As it happens, Curly even understood the secret of writing a successful email marketing message – despite dying around five years before such a thing existed.
Oh yes. Because the best email marketing copy, like a fulfilling life, is about just one thing.
Just one… moment
That’s right. The folks who receive your email won’t spend more than a minute reading it. Don’t take it personal, they’re just busy and they get bored quickly.
So make a big impact with your subject line. Keep it entertaining. And keep it short (like, 80-100 words).
Your customers only have a minute to spare – so make it easy for them to buy from you in that minute. Curly would’ve wanted it that way, bless him.
Just one… offer
Now, I don’t wish to compare your customers to a bunch of cows. (Too late? Oh well.) But like cows, telling them lots of different things will only confuse them.
So focus your message on one brilliant offer. Keep it simple. And make the benefits obvious.
Do that and you’ll really get those sales moooo-ving! See?
Just one… outcome
A call to action is a button or link at the bottom of your email. It takes the customer to the web page you want them to visit.
Once again, you need to make this easy. One button.
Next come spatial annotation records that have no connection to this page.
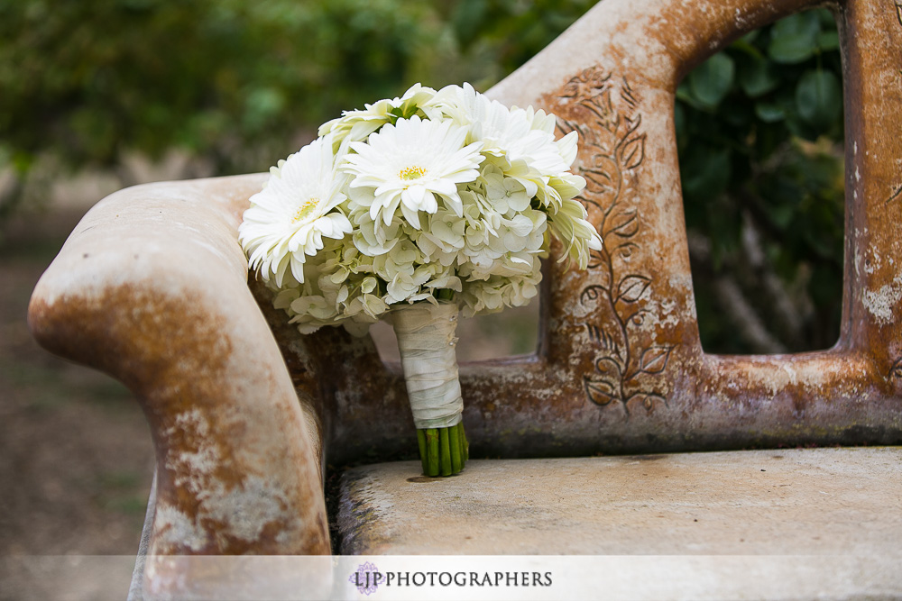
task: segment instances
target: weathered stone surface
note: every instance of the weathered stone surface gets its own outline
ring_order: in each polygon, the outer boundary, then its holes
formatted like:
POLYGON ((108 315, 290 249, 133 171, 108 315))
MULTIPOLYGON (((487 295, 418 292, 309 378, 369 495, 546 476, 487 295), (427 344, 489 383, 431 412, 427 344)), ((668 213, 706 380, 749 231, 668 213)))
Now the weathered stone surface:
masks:
POLYGON ((902 566, 900 447, 475 460, 452 478, 418 472, 406 461, 345 472, 344 553, 885 555, 902 566))
MULTIPOLYGON (((698 340, 676 85, 735 37, 820 4, 605 0, 490 92, 552 110, 562 131, 581 132, 583 200, 604 250, 578 273, 553 249, 536 353, 461 367, 474 455, 902 441, 902 13, 893 2, 836 5, 847 119, 839 341, 820 352, 724 357, 698 340)), ((300 336, 264 291, 253 282, 249 291, 236 226, 262 181, 113 195, 34 291, 38 340, 141 399, 158 457, 152 554, 327 552, 323 461, 416 449, 400 369, 382 363, 372 341, 337 330, 300 336)), ((440 492, 456 482, 419 486, 440 492)), ((503 508, 516 516, 524 506, 503 508)), ((149 560, 147 573, 177 578, 167 565, 149 560)))

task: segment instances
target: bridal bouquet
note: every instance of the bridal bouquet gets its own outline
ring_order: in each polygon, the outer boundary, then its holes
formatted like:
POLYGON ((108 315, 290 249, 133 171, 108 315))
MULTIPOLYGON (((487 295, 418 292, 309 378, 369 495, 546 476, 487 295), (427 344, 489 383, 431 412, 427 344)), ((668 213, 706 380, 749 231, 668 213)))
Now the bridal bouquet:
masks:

One route your customer can take. One more sale.
Now get writing
As Curly said to Billy Crystal’s character when he was delivering that calf, “You can do it.” And by ‘it’ I mean ‘simple, effective email marketing writing’.
Here’s a quick recap of what you need to do:
- Make an impact with your subject line
- Focus on one great offer and its benefits
- Make it entertaining, fun or at least engaging
- Keep the copy to 80-100 words
- Include one clear call to action at the end
And that’s it – you’ve just been taught the secrets of email marketing writing by the memory of a fictional, dead cowboy. Yeehaa!